MTN Nigeria has reported received provisional approval from the Nigerian Central Bank for the establishment of a mobile money service in that country.
Business Insider reports that MTN has been seeking a payments service bank (PSB) license from the Central Bank of Nigeria (CBN) since 2018 in a bid to provide financial inclusion to an estimated 60 million Nigerians (mostly in rural areas) who do not have access to financial services.
This approval, pending a substantive license later, comes as a welcome news for MTN and for Nigerians as a whole.
In a regulatory filing with the Nigerian Exchange Ltd earlier on Friday, MTN Nigeria is said to have disclosed that it is in the preliminary stages of a long process toward full approval.
As part of the process, MTN Nigeria would be required to fulfil a number of conditions, including depositing a minimum capital of $12million to the CBN.
MTN Nigeria however, expressed optimism that it would eventually get the PSB license, and reaffirmed its commitment to the financial inclusion agenda of the CBN in Nigeria.
MTN and other non-financial companies have long been awaiting their PSB licenses since the Nigerian Government first announced its willingness to issue them in 2018.
Telecom companies like MTN and Airtel looked forward to taking advantage of the more than 60 million Nigerians who are estimated to be financially excluded, by providing them access to financial tools.
But the central bank has since been dragging its feet, allegedly because some Nigerian banks have been mounting stumbling blocks in the way of efforts to license mobile money operations in Africa’s most populous country.

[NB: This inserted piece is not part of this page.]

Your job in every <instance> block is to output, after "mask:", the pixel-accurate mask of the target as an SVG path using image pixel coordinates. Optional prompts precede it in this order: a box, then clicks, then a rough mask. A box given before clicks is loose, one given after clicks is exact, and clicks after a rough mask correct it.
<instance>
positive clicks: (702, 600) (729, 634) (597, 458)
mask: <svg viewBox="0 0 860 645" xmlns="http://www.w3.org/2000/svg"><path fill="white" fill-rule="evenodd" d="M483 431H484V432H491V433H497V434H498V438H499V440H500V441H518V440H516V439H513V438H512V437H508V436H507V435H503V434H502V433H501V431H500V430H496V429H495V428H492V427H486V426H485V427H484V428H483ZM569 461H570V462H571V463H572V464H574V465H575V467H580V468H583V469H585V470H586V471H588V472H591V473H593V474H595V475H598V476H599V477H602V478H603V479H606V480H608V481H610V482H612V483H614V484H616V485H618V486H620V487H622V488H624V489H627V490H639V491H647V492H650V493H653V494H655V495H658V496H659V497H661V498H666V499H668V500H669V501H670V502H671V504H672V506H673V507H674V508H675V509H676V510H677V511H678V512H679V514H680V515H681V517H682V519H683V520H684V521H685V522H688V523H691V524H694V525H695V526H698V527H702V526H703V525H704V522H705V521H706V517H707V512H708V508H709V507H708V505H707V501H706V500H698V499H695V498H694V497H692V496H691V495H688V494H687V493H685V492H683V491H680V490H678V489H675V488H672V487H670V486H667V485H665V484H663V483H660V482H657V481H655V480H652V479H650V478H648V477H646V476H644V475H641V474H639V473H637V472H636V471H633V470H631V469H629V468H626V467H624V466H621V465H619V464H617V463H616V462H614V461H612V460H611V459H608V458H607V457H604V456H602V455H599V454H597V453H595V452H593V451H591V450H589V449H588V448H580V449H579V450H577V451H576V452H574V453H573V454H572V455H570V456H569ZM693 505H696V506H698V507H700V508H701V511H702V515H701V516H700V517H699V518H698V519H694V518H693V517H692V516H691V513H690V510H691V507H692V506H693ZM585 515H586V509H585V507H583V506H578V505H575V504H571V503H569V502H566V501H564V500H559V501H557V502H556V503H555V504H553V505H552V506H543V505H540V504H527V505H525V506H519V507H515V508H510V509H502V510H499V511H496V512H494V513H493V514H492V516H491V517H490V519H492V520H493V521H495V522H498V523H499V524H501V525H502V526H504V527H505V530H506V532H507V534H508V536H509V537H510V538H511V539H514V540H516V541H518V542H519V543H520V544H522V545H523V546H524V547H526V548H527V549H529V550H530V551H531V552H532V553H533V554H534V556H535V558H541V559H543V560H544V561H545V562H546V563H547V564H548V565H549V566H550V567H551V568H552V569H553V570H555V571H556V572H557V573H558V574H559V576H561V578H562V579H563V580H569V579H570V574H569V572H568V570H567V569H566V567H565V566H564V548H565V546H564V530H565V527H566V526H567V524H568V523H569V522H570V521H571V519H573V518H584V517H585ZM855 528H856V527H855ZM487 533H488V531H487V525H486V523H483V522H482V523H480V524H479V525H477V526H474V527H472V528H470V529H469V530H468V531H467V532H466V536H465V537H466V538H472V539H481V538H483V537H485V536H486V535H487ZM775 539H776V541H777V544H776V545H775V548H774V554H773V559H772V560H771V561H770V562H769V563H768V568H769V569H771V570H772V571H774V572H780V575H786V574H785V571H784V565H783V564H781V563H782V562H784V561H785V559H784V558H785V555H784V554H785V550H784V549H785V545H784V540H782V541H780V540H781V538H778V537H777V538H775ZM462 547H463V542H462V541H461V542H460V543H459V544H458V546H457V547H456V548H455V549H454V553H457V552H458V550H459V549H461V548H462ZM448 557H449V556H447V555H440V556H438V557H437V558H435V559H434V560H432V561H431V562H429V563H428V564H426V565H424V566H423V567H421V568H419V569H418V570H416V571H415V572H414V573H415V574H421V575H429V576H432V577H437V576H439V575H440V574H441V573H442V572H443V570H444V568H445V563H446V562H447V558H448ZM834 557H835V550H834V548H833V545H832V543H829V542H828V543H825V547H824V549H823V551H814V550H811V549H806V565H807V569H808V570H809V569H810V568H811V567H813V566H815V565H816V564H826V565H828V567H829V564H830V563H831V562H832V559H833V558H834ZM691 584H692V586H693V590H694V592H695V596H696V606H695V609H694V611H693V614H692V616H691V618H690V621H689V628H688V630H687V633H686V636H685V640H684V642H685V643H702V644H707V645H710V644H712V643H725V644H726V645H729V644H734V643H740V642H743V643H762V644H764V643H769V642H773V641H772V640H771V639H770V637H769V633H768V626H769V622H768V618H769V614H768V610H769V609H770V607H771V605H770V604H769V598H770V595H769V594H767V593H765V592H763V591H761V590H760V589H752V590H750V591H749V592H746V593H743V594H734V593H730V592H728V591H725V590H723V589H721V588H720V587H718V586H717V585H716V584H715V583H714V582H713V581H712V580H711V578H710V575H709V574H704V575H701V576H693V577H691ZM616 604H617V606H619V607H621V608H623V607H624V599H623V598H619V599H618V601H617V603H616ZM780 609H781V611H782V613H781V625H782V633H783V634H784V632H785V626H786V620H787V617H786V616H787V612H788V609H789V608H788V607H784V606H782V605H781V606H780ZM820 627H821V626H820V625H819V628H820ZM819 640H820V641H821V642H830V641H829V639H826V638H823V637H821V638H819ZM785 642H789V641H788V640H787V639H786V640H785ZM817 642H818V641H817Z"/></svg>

The banks were allegedly worried about what mobile money would mean for their operations, a situation the deviled the birthing of mobile money in Ghana.
The Nigerian government recently launched a Central Bank Digital Currency (eNaira), which would need digital wallets to work effectively. Even though the CBN approved the operations of some speed wallets to facilitate eNaira transactions, it seems to have found wisdom in issuing mobile money licenses that promises to deliver huge numbers of digital wallets to make the eNaira work.
In Ghana, the central bank has said it will not create any dedicated eCedi wallets because mobile money and other fintech wallets have created that service already.